Five questions for governing a rollout:

  • Why does it exist? Because a manual canary still needs a human watching a dashboard deciding “looks fine, widen it” — slow, subjective, and the first thing dropped under pressure.
  • What problem does it solve? It makes a release a process, not a moment: deploy decoupled from release via feature flags, a percentage rollout that bounds blast radius, and a controller (Argo Rollouts, Flagger) that promotes or aborts against your SLOs at machine speed — with a millisecond kill switch.
  • What are the trade-offs? Honest infrastructure — a flag system to run (and flags to retire before they rot into dead branches, à la Knight Capital), a rollout controller, and SLOs trustworthy enough to bet a rollback on — plus a canary that needs enough traffic and bake time to mean anything.
  • When should I avoid it? A low-traffic service can’t give a 1% slice a statistically meaningful signal, and a trivial change may not justify the flag-and-controller machinery.
  • What breaks if I remove it? The release valve goes back to a tired human’s guess — a bad change is exposed all at once and reversed by shipping a fix instead of toggling a flag.
  1. State the difference between deploy and release, and explain how feature flags make them two separate decisions.
  2. Walk through a flag-gated percentage rollout. What does the percentage bound, and what does the kill switch give you that a code-revert doesn’t?
  3. What is automated canary analysis, and why does it depend on having good SLOs? Why is judging the canary’s own traffic better than an aggregate dashboard?
  4. Name the two ways an automated canary can be fed too little signal, and what each causes.
  5. Using the book’s thread, what manual job does progressive delivery remove, and what are its honest costs?
Show answers
  1. Deploy = the new bytes are present in production; release = users actually get the new behavior. A feature flag ships the code to everyone with the new path off, so turning it on (the release) is a runtime decision made independently of the deploy and reversible without a redeploy.
  2. The new path is dark at 0%, then exposed to a widening audience (internal → 1% → 5% → 25% → 100%), with SLOs watched at each step. The percentage bounds the blast radius (a bad bug hits only that slice); the kill switch flips the flag to 0% instantly, no rebuild/redeploy — far faster and more total than shipping a code revert.
  3. A controller shifts traffic to the canary, waits, queries metrics, and promotes or aborts based on whether the canary stays within the error budget — a control loop. It depends on SLOs because the SLO is the objective, pre-agreed definition of “healthy” that replaces a human’s guess. Judging the canary’s own traffic matters because in an aggregate dashboard 1% of bad requests is drowned by 99% of good ones, hiding the very problem you’re watching for.

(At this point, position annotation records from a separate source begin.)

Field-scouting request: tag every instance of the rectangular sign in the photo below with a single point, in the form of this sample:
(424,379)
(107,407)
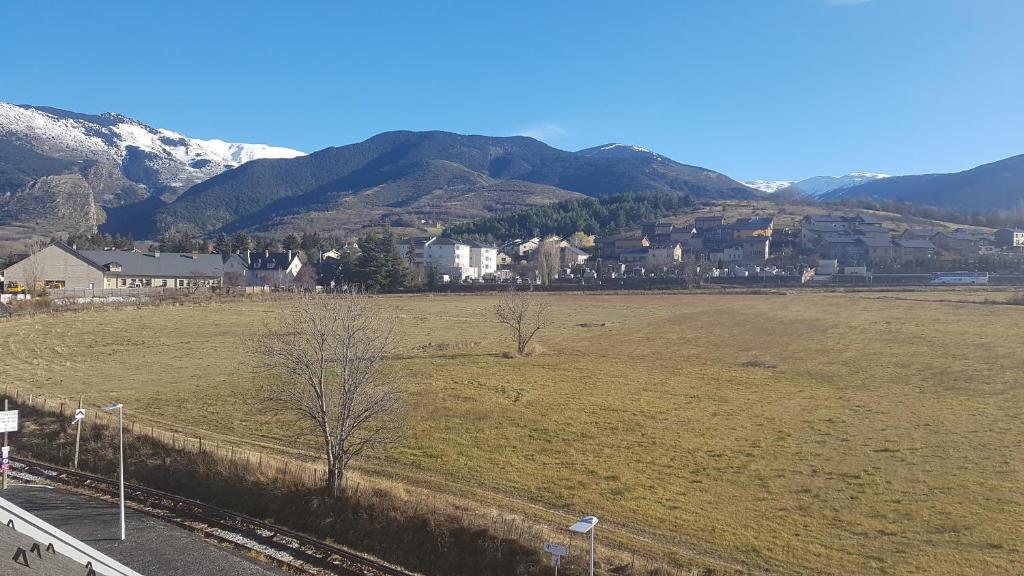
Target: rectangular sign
(8,420)
(554,549)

  4. Too little traffic (1% of a low-volume service is statistically meaningless — can’t tell broken from noise) and too little bake time (promoting before a slow-burning issue like a memory leak appears).
  5. It removes a human acting as the release valve — eyeballing canaries and manually deciding to widen or revert. Costs: a flag system to run (and flags to retire), a rollout controller, and SLOs trustworthy enough to bet a rollback on.